WHY SKATE AGAINST VIOLENCE
SHELBY “EV’READY” GRAHAM
Skater found dead at Venice Beach
From the Los Angeles Times
On Sunday, April 6, 1997, skaters in San Francisco, Los Angeles, San Diego, New York and Philadelphia joined as one community to make a strong statement against hate and to honor the memory of Shelby Antonio Graham, better known as “Ev’ready”.
Ev’ready was one of the most popular dance skaters that rolled the Venice Beach area for many years. Millions have watched him on the beach performing to the crowds and welcoming the newcomers as Ev’ready was one of those with a passion for the sport.
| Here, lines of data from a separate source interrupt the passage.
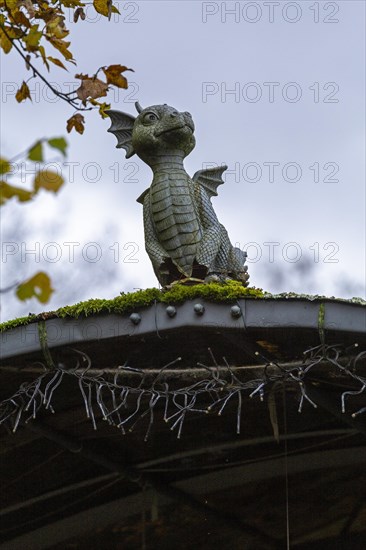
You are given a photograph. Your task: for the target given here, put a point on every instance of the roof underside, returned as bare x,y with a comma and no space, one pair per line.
285,474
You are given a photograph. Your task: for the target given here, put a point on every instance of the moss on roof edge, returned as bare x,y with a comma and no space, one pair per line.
125,303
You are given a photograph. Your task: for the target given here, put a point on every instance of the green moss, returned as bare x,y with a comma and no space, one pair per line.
13,323
126,303
231,290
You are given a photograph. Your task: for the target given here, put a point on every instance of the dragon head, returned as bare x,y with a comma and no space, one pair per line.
157,130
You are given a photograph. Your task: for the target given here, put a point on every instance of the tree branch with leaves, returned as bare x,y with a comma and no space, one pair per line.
36,31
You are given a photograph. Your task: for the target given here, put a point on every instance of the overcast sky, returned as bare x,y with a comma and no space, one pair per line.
276,90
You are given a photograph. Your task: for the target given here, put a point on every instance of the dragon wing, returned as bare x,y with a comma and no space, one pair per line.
210,179
122,126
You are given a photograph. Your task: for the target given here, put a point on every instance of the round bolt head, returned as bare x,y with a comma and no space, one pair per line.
171,311
199,309
135,318
235,311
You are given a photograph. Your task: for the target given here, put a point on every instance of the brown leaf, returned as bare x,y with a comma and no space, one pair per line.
23,93
28,4
77,122
91,88
79,12
21,19
32,38
57,62
38,286
114,76
49,180
104,7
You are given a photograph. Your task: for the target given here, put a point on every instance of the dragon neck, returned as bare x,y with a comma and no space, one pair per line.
172,161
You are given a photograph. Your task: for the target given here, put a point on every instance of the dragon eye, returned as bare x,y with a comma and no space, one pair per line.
150,117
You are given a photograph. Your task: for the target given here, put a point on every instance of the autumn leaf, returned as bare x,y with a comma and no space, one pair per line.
35,152
103,107
77,122
72,3
23,93
9,191
79,12
62,47
57,62
38,286
58,143
44,58
49,180
103,7
90,87
56,26
5,166
28,4
21,19
114,76
32,38
5,43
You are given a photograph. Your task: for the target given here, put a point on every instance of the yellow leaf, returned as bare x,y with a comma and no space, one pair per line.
62,47
32,39
77,122
49,180
35,152
56,26
38,286
5,43
23,93
9,191
44,58
91,88
114,76
57,62
4,166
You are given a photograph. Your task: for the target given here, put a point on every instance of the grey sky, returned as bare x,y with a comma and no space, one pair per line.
307,124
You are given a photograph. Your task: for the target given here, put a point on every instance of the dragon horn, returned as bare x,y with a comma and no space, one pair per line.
138,107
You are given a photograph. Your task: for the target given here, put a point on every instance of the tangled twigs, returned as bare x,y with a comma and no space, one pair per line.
124,396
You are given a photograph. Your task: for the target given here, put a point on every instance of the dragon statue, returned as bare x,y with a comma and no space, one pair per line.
183,236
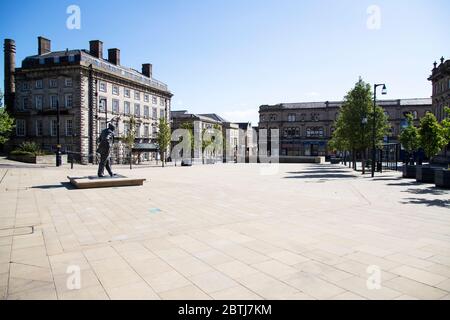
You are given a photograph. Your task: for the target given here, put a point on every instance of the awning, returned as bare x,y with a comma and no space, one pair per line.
145,147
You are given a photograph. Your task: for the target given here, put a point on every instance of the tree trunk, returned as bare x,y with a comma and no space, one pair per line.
363,162
131,160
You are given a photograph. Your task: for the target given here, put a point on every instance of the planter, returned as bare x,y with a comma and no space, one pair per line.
47,159
442,178
409,171
425,174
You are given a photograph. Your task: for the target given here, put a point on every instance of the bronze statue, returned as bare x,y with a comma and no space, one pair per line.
105,143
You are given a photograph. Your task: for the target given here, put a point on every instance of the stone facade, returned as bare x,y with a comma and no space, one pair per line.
90,91
237,137
306,128
440,79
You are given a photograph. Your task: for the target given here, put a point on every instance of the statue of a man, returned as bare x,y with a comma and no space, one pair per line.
105,143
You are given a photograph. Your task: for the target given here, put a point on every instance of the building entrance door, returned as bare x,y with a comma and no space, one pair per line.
314,150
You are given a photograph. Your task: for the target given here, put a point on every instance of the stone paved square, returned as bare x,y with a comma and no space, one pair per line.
223,231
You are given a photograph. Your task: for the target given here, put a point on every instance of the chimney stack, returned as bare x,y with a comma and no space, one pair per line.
44,46
147,69
114,56
96,48
10,66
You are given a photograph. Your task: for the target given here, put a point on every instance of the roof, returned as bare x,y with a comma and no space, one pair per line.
336,104
214,116
85,58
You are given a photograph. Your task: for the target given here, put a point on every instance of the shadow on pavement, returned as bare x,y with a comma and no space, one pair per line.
66,185
428,202
322,176
432,190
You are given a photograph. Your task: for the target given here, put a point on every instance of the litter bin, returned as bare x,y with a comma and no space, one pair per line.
379,164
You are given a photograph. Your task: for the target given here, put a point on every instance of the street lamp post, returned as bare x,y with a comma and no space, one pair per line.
58,144
384,91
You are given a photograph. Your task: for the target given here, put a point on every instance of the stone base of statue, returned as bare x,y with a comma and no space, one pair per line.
104,182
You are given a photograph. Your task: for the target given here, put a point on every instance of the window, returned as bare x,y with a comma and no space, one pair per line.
20,128
102,125
138,130
291,117
69,127
53,101
126,107
53,83
53,127
39,128
68,100
115,106
25,103
102,86
102,105
137,109
68,82
38,102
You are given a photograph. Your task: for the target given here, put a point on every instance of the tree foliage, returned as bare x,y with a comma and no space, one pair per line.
409,137
164,138
354,125
6,123
446,125
432,138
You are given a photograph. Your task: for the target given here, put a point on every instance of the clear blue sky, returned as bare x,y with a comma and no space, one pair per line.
230,56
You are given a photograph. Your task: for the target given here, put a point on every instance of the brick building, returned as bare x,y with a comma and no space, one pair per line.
306,128
89,91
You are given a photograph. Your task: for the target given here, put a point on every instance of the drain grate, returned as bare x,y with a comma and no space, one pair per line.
19,231
155,210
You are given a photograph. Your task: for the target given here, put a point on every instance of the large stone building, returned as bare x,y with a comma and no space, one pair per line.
89,91
306,128
440,79
238,138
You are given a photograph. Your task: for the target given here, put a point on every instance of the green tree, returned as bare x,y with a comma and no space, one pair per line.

Ev’ready was found strangled to death on the beach early Saturday morning on March 30, 1997. He was not robbed. He NEVER used drugs or had any enemies. Local skaters who skate Venice Beach with Eveready are convinced that this is a hate crime.
According to Dr. William Wright, a professor at U.C.L.A., the Venice area police were on tactical alert because of a large group of kids that were from the Hollywood area. As tension mounted at the beach, Eveready popped in a tape and the music let everyone dance their frustrations away. Eveready was killed that same day. He was found with his mouth and lungs full of sand as if someone pushed his face into the sand until he choked to death
This is a situation that we in San Francisco can identify with very easily. Every year members of San Francisco’s Skate Patrol and C.O.R.A. (California Outdoor Rollerskating Association) skate from S.F. to L.A. in the Skate Against Violence. This event was created to honor of S. F. Skate Patroller Bruce Marshall, who was gunned down at the Denny’s restaurant in Japantown on Nov. 1, 1993. Last year the skate-a-thon was dedicated to the memory of Patrick Hurrican, who was killed as a result of violence that escalated from a bike versus car argument.
Ev’Ready was one of the skaters we met and got to know when we skated to Santa Monica last October. We will dedicate the 1997 S.F. to L.A. Skate Against Violence to the memory of Eveready in October.